Over 80 percent of the public develops back pain at one time or another. For some unlucky individuals, the pain may become a chronic condition, an unfortunate circumstance that despite the best medical care cannot be resolved. New research finds that psychotherapy can often do more than just help an individual cope with pain, as patient’s report a reduction of pain after psychotherapy.
Intervention to help individuals learn to live a life with pain has often included physical therapy along with psychological counseling. The new review of studies found psychological interventions for chronic low back pain improved psychological outcomes such as depression and health-related quality of life, and also reduce patients’ experience of pain.
“Because this analysis was both more inclusive and more conservative than previous reviews, we have the best evidence to date that these interventions are helpful,” said psychologist and review lead author Robert Kerns, Ph.D., of the VA Connecticut Healthcare System.
The review, part of a new article series, appears in the January issue of the journal Health Psychology. Each evidence-based review centers on a specific psychological assessment or treatment conducted in the context of a physical disease process or risk reduction effort.
To evaluate the effects of psychological interventions on pain-related outcomes, Kerns and his team gathered data from 22 randomized trials published between 1982 and 2003. Trials were limited to adults with nonmalignant low back pain that had persisted for at least three months. However, most patients had been living with pain for much longer. The average duration was seven and a half years.
The studies were not limited to any one psychological approach. Included in the review were behavioral and cognitive-behavioral techniques; self-regulatory techniques such as hypnosis, biofeedback, and relaxation; and supportive counseling.
The review reports on 12 pain-related outcomes, including pain intensity, pain interference, depression, health care use, disability and health-related quality of life.
In the broadest analysis, psychological interventions — alone or as part of a multidisciplinary approach — proved to be superior to waiting lists or standard treatments on the entire range of pain-related outcomes.
When the researchers analyzed specific outcomes, they found that the largest and most consistent effect was a reduction in pain intensity.
This was somewhat surprising, Kerns said, because when psychologists first began developing interventions for chronic pain several decades ago, the goal was not to reduce pain but to help patients live with their pain more successfully.
“However, a growing body of knowledge suggests that these interventions are actually having a primary effect on people’s experience of pain,” he said.
The review found that psychological interventions also yielded improvements in health-related quality of life, work-related disability, interference of pain with daily living and depression.
Not all treatments were equally effective.
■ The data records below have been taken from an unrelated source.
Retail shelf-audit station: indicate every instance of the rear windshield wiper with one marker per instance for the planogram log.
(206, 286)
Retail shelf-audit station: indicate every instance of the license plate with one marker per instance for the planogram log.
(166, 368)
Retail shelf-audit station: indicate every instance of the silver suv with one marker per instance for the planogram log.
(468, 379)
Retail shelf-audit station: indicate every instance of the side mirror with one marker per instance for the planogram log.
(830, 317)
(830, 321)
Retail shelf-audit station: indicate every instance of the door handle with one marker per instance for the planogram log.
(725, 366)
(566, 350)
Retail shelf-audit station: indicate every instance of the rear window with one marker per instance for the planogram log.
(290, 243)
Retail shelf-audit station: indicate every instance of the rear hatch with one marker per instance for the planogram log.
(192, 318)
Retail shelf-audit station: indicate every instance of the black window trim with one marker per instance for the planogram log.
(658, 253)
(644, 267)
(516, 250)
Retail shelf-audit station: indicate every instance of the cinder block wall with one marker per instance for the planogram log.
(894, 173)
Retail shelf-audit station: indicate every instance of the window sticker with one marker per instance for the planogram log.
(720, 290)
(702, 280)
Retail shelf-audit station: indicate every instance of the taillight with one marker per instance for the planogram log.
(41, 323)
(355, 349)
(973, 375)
Cognitive-behavioral and self-regulatory treatments seemed to yield the greatest effects, particularly when compared to waiting list control groups. Multidisciplinary approaches that included a psychological component also stood out on some measures, reducing pain interference and work-related disability when compared to other active treatments.
According to Dennis Turk, Ph.D., a professor of anesthesiology and pain research at the University of Washington in Seattle, patients with chronic pain sometimes fail to recognize the value of psychological treatments because they’ve been set up to expect a cure.
“Even the latest and greatest treatments don’t cure people with chronic pain,” he said. “Psychological interventions are not cures, but they do reduce pain and improve function and they are important components in the treatment of people with chronic pain.”
Turk added that psychological interventions are also cost-effective when compared to other treatments for chronic low back pain — a key finding, considering that estimates for treatment-related costs range from $20 billion to $80 billion a year in the United States.
“Surgery, opioids, nerve blocks, spinal cord stimulators, implantable drug delivery systems — every one of those particular alternatives is much more expensive and has poorer or at best equal outcomes compared to rehabilitation programs that include psychological components,” said Turk. “The paradox is that, despite data on the effectiveness of psychological interventions, insurers are less willing to pay for them.”
Getting the word out that these treatments are effective and cost-effective is a challenge that psychologists will have to tackle head-on, Kerns said.
“We need to specifically target health care system administrators and third-party payers to try to engage them in a more productive dialogue about the importance of these interventions,” he said. “We continue to have a huge, very costly problem in our society, but we have an intervention that is effective, and we need to do a better job of creating access to these services.”
“Evidence-based Treatment Reviews” is a new series initiated within Health Psychology, an official journal of the American Psychological Association. This series of articles is intended to inform health psychology practice, add to teaching and mentoring resources, and inspire further evidence-based research and questions.
Citation for this article is:
Hoffman BM, et al. Meta-analysis of psychological interventions for chronic low back pain. Health Psychology 26 (1), 2007.